While lining up to pay at a Toronto Korean grocery store, a caucasian woman in the shop suddenly screamed, “No, you can’t do this! This is poisonous!” Everyone turned around to see what happened, but all I saw was an old man mopping the floor.
“No, you can’t mix bleach with other cleaning products! It creates toxic fumes and they will kill you!” The woman pointed at the bucket as she spoke very nervously.
I could faintly smell something in the air was wrong, but the store was huge and well ventilated, the toxic fume was not strong enough to cause anyone harm. The more dangerous and sad thing about this was that no one ever stepped up to tell the old man about the situation in Korean, and as much as I wanted to help, I couldn’t because I didn’t know any Korean. The woman ran out of the store to bring a shopping mall security guard to handle the situation, and to her frustration, the guard didn’t know what to say to the old man because they couldn’t communicate.

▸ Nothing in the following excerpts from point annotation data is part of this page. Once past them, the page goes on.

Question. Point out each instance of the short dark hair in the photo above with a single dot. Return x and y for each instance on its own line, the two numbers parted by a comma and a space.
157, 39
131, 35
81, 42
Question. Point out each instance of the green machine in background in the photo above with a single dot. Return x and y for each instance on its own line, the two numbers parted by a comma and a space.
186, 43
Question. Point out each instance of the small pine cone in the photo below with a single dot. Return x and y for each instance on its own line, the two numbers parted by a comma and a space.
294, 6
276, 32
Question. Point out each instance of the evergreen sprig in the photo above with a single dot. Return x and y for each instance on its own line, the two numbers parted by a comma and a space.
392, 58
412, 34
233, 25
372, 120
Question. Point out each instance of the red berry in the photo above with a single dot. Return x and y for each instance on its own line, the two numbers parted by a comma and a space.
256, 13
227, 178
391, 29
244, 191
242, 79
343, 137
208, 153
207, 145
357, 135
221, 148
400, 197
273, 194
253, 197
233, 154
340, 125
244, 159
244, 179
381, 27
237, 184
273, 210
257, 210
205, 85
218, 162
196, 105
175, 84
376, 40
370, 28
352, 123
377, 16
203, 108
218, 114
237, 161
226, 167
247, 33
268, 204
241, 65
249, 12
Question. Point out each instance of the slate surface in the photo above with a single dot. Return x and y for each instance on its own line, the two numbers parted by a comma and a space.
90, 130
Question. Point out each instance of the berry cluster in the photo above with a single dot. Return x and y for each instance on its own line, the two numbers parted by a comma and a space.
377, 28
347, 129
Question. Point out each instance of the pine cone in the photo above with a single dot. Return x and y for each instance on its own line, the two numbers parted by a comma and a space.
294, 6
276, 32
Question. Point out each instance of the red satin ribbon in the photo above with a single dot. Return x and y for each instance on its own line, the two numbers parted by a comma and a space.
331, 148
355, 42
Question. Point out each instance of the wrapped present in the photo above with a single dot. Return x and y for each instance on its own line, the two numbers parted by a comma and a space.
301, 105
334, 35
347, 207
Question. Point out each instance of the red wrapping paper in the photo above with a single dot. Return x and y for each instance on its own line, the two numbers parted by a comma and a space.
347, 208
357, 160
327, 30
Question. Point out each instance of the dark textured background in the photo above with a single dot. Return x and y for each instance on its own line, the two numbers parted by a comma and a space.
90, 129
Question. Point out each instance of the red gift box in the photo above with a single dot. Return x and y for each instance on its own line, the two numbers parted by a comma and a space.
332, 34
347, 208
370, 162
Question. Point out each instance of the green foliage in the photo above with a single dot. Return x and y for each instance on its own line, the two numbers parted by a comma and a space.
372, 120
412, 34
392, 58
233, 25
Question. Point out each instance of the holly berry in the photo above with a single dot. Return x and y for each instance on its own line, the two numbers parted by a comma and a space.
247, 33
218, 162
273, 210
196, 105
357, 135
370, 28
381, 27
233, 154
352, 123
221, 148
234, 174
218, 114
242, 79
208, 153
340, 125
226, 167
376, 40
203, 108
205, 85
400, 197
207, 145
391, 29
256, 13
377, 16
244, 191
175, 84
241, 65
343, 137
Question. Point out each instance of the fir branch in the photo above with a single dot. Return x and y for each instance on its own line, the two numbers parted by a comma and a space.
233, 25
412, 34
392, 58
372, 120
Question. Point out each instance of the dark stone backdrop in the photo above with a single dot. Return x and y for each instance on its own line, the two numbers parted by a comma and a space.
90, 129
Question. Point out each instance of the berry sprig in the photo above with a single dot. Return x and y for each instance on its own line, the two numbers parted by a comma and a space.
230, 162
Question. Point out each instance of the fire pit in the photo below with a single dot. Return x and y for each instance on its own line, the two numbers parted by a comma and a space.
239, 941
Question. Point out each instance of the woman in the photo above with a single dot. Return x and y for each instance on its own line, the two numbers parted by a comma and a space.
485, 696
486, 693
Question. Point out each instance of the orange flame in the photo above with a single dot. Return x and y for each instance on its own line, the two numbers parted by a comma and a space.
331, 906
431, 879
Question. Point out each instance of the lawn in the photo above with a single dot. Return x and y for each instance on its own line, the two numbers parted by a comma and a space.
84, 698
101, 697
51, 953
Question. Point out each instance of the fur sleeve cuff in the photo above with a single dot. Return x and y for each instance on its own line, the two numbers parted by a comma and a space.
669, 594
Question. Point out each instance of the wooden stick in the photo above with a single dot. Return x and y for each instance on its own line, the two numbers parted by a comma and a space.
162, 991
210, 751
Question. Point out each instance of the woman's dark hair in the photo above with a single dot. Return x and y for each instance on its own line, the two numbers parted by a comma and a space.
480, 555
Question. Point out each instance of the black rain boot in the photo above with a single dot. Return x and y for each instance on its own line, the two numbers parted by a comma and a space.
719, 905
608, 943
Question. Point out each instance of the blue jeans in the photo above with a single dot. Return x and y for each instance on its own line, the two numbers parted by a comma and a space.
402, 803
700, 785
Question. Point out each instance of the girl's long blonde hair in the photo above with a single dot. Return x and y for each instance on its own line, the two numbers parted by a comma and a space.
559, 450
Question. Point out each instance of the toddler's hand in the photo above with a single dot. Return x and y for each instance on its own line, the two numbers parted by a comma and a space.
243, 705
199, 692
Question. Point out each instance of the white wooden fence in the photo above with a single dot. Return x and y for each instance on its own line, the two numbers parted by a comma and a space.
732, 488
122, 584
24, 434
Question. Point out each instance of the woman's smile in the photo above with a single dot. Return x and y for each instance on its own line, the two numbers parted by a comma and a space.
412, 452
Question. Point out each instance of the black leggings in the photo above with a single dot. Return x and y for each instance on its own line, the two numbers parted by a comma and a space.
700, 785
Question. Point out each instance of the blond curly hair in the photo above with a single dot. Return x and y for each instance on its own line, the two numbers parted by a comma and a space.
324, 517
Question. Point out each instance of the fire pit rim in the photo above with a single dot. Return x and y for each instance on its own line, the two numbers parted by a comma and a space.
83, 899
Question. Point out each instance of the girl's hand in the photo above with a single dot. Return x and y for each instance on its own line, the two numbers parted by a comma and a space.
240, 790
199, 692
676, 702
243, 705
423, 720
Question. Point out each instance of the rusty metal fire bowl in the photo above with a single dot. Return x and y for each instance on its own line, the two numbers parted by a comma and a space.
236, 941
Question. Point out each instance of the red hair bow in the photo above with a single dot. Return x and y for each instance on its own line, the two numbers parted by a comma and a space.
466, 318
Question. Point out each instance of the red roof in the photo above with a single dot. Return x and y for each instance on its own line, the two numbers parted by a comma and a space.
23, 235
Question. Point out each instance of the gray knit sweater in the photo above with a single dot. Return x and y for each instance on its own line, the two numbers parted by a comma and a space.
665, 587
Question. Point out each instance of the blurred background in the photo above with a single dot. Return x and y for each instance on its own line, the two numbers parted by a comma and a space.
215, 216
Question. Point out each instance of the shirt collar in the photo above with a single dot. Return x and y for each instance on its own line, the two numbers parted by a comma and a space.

I saw two streams of tears running down the woman’s pomegranate face and before she left the store, she said, “You guys are assholes! Assholes! Criminals!”
Compared to Christopher Sheldrake’s Tubereuse Criminelle where he poured gasoline into a tuberose perfume and called it a crime, Tubereuse Criminelle is a much less deadlier concoction. If you can mentally subtract the gasoline notes or Vicks Vapour Rub smell from this perfume, you have a very beautiful tuberose perfume. He really didn’t have to put those unusual notes in the perfume because before he had created a perfume for Serge Lutens called A La Nuit, a relatively simple perfume that was all about jasmine and it worked. I guess as an artist you have to constantly push people’s buttons and challenge yourself; if you have been painting flowers for years it’s fun to paint a gas station explosion scene where a woman wearing shades and a white Chinese gown walks slowly towards the camera.